Although the U.K. court ruling was decided largely on the basis of facts from one person's statements as opposed to systematic failings of the outsourcer or outsourcing vendors as a whole, says Brudenall, dissatisfied outsourcing customers may go digging through notes from the pre-contract courtship phase of their relationships to see if arguments around fraud can be made.
"The letter of the contract will generally prevail under U.S. law," explains Harvey, "unless a complaining party is able to prove that there was fraud in the inducement to sign the agreement or intentional misrepresentation or something of that nature that would cause a court to look beyond the contract itself."
It's likely only large or high-profile outsourcing customers might consider this kind of lawsuit, but Fersht says he's already seeing several vendors trying to preventatively terminate unhappy—and unprofitable—relationships where delivery is not meeting expectations.
"It's not always the vendor's fault," Fersht points out. "It's often a combination of poor relationship management on both sides."
The cost of establishing an outsourcing agreement could also go up as a result of customers engaging in more extensive due diligence on their providers' pitch, notes Harvey. And, says Brad Peterson, a partner in Mayer Brown's sourcing practice who helps companies contract with IT vendors, "it will be harder for customers to get vendors to accept risk."
What's unclear is whether this case is likely to influence vendors' sales tactics. "The days of IT suppliers making grandiose claims about the abilities of the company or a particular piece of technology should be over," says Brudenall. "If suppliers learn anything from this case, it is that courts—in the U.K. at least—will come down hard on any supplier found to have given misleading and fraudulent statements to a customer in order to win the business."

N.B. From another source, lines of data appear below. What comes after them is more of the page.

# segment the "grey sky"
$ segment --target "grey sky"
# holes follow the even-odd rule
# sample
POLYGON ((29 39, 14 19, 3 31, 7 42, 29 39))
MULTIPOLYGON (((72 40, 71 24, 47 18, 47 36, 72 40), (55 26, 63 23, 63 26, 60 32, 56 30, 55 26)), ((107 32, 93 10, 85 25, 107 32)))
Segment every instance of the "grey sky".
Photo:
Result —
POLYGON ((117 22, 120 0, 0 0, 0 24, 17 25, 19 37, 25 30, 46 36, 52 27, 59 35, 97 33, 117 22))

Vendors already know the risks of putting "optimists" on commission, says Peterson, and have controls in place to manage that.
Still, "the pressure to win business is greater than ever," says Fersht. Some providers may continue to promise the moon, and "just try harder not to mess up with clients in the future." That could mean greater attention to SLAs in the negotiation process and increased investment in project management and client delivery expertise.
Diligent IT outsourcing customers should make sure their contracts capture as much of what is said during sales and negotiations as possible.
"Customers need to take the time and invest the energy to get the contract right and to document exactly what products and services they think they're buying," advises Harvey. "Without that, customers are left trying to prove that the supplier has engaged in fraud or misrepresentation, and that's a difficult task from a legal perspective. It's much better to get it right the first time and use the contracting process as a sort of due diligence period to really test and probe and capture what the suppliers are trying to sell."